Brow Beat

Who Is the New Poet Laureate?

Natasha Trethewey signs a copy of her book Native Guard at the University of Michigan

Jalissa Gray/Wikipedia

Natasha Trethewey, an English and creative writing professor at Georgia’s Emory University and the winner of the 2007 Pulitzer Prize for her book Native Guard, was named the 19th U.S. poet laureate this morning. At 46, she is one of the youngest writers to hold the post, as well as the first Southerner since Robert Penn Warren (1986) and the first African American since Rita Dove (1993).

While the grand title of “laureate” harkens back to ancient Greece, where poets were honored with laurels (since laurel trees were sacred to Apollo, the god of verse), the American position began with the more New World title of “consultant.” Since 1937, the Library of Congress has appointed a Consultant in Poetry, and, since 1986, that person has been known as the Poet Laureate Consultant in Poetry. The modern-day laureate, who presides from September to May, earns a $35,000 stipend and is responsible for sustaining and promoting poetry’s place in American culture.

“Ms. Trethewey’s great theme is memory,” says the New York Times—especially the eddying of personal and cultural memory around decisive events like the Civil War. Native Guard, for instance, pieces together the untold stories of black soldiers tasked with guarding a Confederate regiment off the coast of Mississippi. Framing the central sequence are more personal touches: meditations on Trethewey’s unorthodox family—her black mother wed her white father in defiance of Southern anti-miscegenation laws—and her own childhood.

When Trethewey was a freshman in college, her mother was murdered by her step-father. The young woman turned to poetry because, as she later explained to the Associated Press, “it seems like the only thing that can speak to the unspeakable.” During the late ’80s, she joined a group of black poets called the Dark Room Collective, where she thrived under the tutelage of Thomas Sayers Ellis and Sharan Strange. Domestic Work, her first collection, established Trethewey as a chronicler of secret or discarded histories. It recreates the experience of household servants, factory hands, and washerwomen—and captured the attention of Rita Dove, who awarded it the prestigious Cave Canem prize in 2000.

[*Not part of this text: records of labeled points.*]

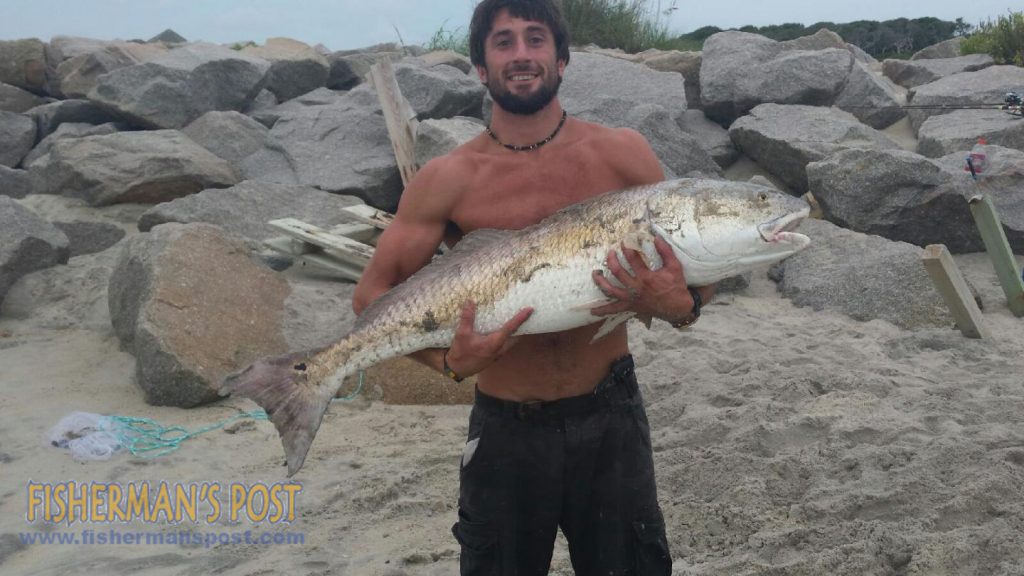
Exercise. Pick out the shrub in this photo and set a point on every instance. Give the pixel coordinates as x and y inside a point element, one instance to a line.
<point>456,40</point>
<point>633,26</point>
<point>1004,39</point>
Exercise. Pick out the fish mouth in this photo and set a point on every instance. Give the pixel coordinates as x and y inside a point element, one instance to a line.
<point>781,229</point>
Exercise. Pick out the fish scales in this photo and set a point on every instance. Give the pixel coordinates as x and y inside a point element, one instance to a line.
<point>716,229</point>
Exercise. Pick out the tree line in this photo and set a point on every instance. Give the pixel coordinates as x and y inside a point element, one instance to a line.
<point>889,39</point>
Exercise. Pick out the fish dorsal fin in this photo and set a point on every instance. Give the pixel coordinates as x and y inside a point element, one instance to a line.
<point>445,265</point>
<point>464,250</point>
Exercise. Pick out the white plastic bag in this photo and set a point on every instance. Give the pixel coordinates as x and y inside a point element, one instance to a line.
<point>88,437</point>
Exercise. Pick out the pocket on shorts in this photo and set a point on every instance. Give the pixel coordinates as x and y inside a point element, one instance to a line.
<point>479,547</point>
<point>652,558</point>
<point>477,420</point>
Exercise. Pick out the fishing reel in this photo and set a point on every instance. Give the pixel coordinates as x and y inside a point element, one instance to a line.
<point>1013,105</point>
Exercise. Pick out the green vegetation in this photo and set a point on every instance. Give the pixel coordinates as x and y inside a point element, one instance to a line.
<point>242,45</point>
<point>895,38</point>
<point>630,25</point>
<point>1004,39</point>
<point>456,40</point>
<point>635,26</point>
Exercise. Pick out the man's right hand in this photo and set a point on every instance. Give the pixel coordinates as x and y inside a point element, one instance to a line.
<point>471,352</point>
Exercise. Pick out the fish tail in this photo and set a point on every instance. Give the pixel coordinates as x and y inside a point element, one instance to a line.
<point>293,400</point>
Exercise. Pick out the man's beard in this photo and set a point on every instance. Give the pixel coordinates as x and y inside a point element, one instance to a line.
<point>530,104</point>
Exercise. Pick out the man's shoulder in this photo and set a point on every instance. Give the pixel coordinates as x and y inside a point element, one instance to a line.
<point>625,150</point>
<point>457,162</point>
<point>608,136</point>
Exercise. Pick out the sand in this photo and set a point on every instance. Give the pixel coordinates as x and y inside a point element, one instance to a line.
<point>787,441</point>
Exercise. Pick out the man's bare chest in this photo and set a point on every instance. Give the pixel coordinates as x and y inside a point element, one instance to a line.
<point>513,199</point>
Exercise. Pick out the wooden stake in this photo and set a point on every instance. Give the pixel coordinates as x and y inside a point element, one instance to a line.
<point>399,117</point>
<point>950,284</point>
<point>998,249</point>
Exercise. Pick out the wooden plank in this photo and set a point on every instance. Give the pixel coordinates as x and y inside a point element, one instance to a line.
<point>398,116</point>
<point>370,215</point>
<point>998,250</point>
<point>355,252</point>
<point>322,260</point>
<point>949,282</point>
<point>356,231</point>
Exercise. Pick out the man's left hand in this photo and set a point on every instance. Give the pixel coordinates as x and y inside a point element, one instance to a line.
<point>659,293</point>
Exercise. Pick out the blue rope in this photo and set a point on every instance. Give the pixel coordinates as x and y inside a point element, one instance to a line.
<point>147,439</point>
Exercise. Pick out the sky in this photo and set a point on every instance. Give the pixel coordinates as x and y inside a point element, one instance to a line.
<point>352,24</point>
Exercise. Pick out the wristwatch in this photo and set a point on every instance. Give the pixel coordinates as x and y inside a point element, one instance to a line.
<point>694,315</point>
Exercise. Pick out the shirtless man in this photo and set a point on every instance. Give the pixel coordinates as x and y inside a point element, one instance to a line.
<point>558,436</point>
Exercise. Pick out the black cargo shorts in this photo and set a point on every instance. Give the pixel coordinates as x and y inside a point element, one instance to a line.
<point>583,464</point>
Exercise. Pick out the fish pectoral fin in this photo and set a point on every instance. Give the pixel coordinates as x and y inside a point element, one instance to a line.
<point>610,324</point>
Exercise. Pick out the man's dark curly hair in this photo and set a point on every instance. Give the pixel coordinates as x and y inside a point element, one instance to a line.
<point>547,11</point>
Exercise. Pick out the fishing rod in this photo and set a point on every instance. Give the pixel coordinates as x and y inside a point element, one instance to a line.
<point>1011,105</point>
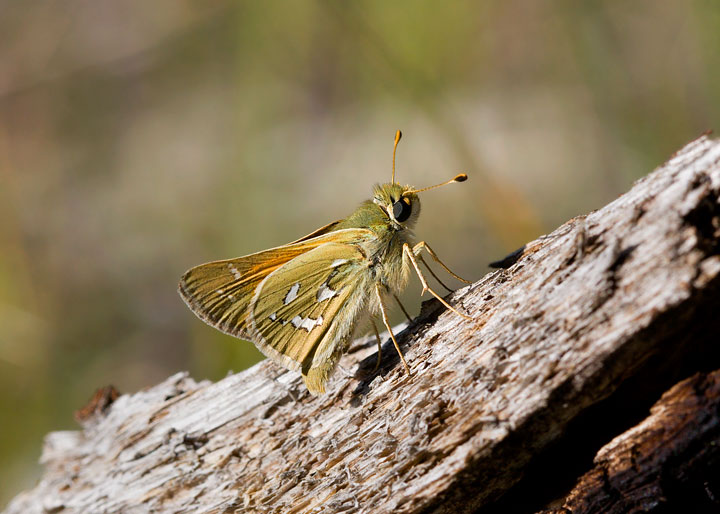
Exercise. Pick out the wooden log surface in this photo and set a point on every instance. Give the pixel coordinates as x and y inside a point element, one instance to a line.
<point>668,463</point>
<point>580,334</point>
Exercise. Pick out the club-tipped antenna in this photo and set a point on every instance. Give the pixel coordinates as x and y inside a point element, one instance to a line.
<point>457,178</point>
<point>398,136</point>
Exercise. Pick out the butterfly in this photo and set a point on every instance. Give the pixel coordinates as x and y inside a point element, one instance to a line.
<point>301,302</point>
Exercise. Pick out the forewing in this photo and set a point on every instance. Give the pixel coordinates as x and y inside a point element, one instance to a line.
<point>220,292</point>
<point>297,305</point>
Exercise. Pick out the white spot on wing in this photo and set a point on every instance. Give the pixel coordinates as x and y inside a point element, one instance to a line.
<point>306,323</point>
<point>292,294</point>
<point>325,292</point>
<point>234,271</point>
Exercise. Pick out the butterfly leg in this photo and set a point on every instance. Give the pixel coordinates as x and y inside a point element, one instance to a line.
<point>377,338</point>
<point>403,308</point>
<point>422,245</point>
<point>433,273</point>
<point>411,255</point>
<point>383,312</point>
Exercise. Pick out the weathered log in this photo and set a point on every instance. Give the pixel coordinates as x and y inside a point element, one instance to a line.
<point>585,328</point>
<point>668,463</point>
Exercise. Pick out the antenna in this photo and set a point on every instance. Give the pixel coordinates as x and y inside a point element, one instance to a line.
<point>398,135</point>
<point>457,178</point>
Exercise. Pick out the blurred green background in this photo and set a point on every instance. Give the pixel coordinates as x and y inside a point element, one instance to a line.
<point>138,139</point>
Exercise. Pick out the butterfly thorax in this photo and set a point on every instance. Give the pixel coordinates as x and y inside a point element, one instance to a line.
<point>391,216</point>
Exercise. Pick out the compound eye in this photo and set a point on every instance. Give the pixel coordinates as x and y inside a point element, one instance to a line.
<point>402,209</point>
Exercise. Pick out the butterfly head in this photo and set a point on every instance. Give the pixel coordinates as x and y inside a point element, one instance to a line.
<point>401,203</point>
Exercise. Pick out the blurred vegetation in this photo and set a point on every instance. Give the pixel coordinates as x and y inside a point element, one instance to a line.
<point>138,139</point>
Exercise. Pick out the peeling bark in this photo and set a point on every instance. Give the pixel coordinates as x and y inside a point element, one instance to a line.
<point>609,310</point>
<point>668,463</point>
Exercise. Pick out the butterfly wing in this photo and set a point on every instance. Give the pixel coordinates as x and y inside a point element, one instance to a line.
<point>304,313</point>
<point>294,302</point>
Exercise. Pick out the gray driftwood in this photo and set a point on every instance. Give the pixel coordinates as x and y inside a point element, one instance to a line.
<point>668,463</point>
<point>589,322</point>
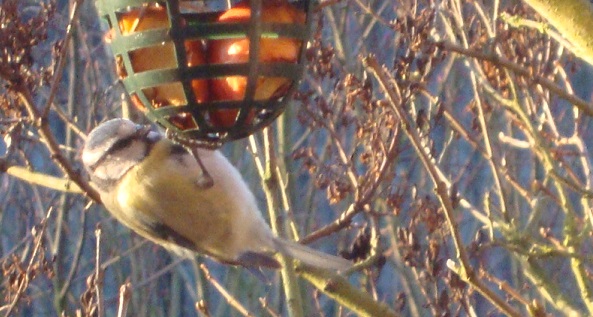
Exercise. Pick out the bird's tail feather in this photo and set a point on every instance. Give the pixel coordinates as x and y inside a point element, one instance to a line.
<point>312,257</point>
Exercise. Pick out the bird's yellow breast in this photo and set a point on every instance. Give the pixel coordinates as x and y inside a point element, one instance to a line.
<point>162,191</point>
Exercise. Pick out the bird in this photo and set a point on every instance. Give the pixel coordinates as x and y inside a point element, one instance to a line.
<point>151,185</point>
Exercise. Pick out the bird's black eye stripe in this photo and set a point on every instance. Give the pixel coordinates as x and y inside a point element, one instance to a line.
<point>120,145</point>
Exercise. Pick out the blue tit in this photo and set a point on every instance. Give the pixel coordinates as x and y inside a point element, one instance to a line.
<point>149,184</point>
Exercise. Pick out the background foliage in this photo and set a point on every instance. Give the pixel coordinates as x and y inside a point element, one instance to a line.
<point>442,144</point>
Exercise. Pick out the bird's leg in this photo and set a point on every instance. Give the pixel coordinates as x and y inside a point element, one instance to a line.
<point>204,181</point>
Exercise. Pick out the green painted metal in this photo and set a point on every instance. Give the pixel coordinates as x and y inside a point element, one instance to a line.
<point>203,26</point>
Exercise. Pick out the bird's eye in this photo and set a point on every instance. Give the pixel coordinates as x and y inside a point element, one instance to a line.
<point>120,145</point>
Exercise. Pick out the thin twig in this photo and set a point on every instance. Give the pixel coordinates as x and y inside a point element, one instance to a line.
<point>465,271</point>
<point>225,294</point>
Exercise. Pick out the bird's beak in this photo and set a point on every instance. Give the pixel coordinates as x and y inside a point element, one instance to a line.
<point>142,130</point>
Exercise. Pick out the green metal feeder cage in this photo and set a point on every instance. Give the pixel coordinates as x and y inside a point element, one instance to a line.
<point>177,92</point>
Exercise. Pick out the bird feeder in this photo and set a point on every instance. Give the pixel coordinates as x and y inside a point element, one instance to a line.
<point>204,71</point>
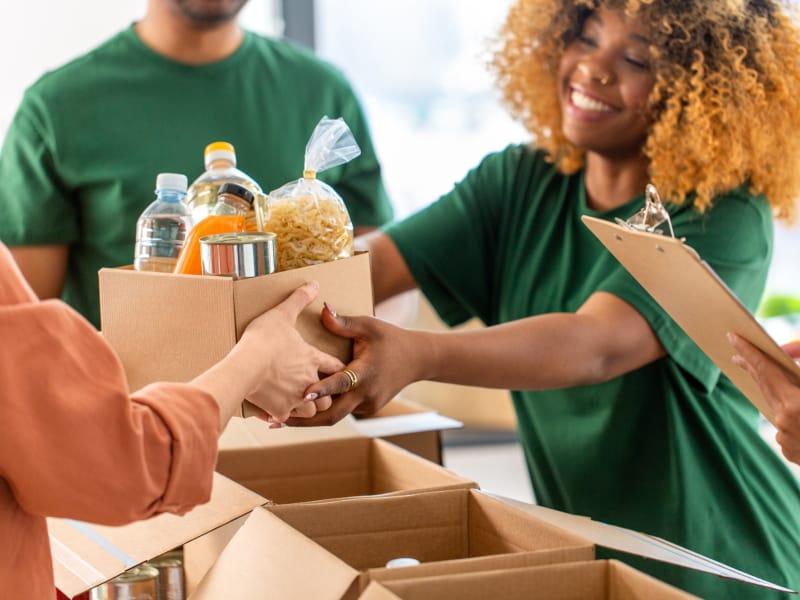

Trethewey also honors her mother with a string of elegies. Here are the closing lines from one of them (“Letter Home”):

So now, even as I write this
and think of you at home, Goodbye

is the waving map of your palm, is
a stone on my tongue.

In her second volume, Bellocq’s Ophelia (2002), Trethewey adopts the voice of a mixed-race prostitute from New Orleans’ red light district. Her latest book, Thrall, will be released in September 2012, the same month that she begins her appointment at the Library of Congress. These new poems are studies in racial estrangement as well as glittering art objects, like the 17th- and 18th-century oil paintings they describe. And they allow Trethewey to explore her fraught relationship with her father.

Poetry, Trethewey has said, “can connect us to people distant and different from us. It can remind us of how we are alike.”